Pound Flattens Inflation Curve as Consumers Face Squeeze in 2017By
Longer-maturity inflation swaps over extension to fade
Curve may invert as weak sterling underpins shorter end
U.K.’s longer-dated inflation swap rates may soon trail shorter maturities as the effect of the sterling’s weakness on price gains will be more pronounced at the front-end, Bloomberg strategist Tanvir Sandhu writes.
Zero-coupon inflation swaps, a gauge for market-implied price expectations, rose across maturities in almost parallel fashion after the June Brexit referendum.
The two-year swap rate has risen 85 basis points to 3.50 percent since the vote, while the 10-year rate has risen 57 basis points to 3.54 percent, shrinking the difference between the two to a negligible level.

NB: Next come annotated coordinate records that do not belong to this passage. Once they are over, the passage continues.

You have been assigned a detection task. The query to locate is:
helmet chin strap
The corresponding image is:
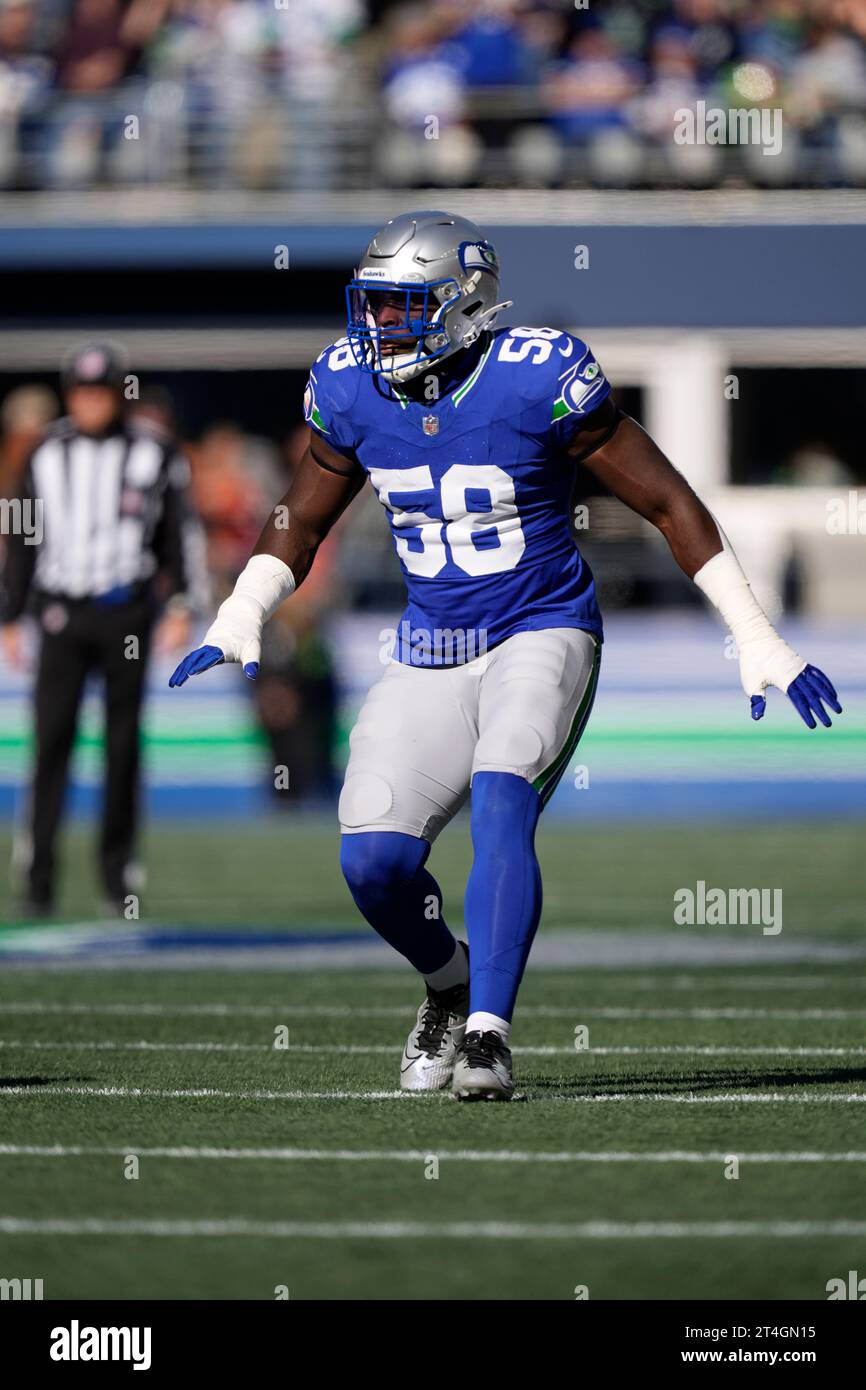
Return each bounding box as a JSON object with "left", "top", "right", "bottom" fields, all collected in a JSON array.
[
  {"left": 379, "top": 299, "right": 514, "bottom": 385},
  {"left": 460, "top": 299, "right": 514, "bottom": 348}
]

The inflation premium built up at the longer-end of the swap curve may fade as the uncertainty due to any prolonged Brexit negotiation could damp investment outlook and growth. Consumers have so far fared well since the referendum but face real income squeeze in 2017 with household savings ratio at the lowest level since the 2008 crisis.

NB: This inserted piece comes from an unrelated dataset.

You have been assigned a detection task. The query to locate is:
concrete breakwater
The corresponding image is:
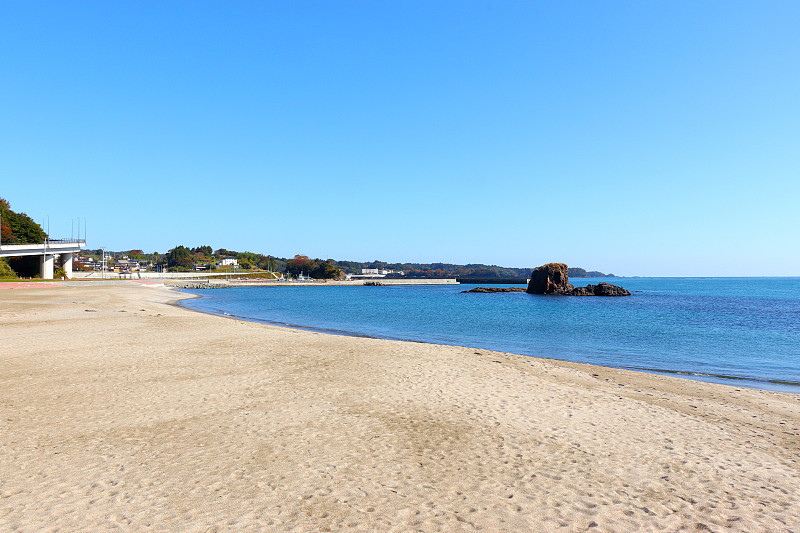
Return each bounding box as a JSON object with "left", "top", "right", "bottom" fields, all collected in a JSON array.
[{"left": 162, "top": 278, "right": 459, "bottom": 289}]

But the shorter-end is likely to hold up as the currency’s weakness may continue to exert upward pressure. This may invert the curve, a phenomenon that has occurred only three times in the past five years, with the long-end over-extended.
- Most tenors have converged at 3.5 percent, with the inflation-risk premium over-extending further out the curve.
- Besides the currency’s weakness, the front-end may also be underpinned by U.K. import tariff risks.
- Front-end inflation swaps may decline significantly if one or a combination of the following factors materialize, among others: sterling gains significantly, oil prices collapse or inflation-linked bond supply picks up.
- Sterling pass-through fears may have been pushed too far out the curve.
NOTE: Tanvir Sandhu is an interest-rate and derivatives strategist who writes for Bloomberg. The observations he makes are his own and are not intended as investment advice.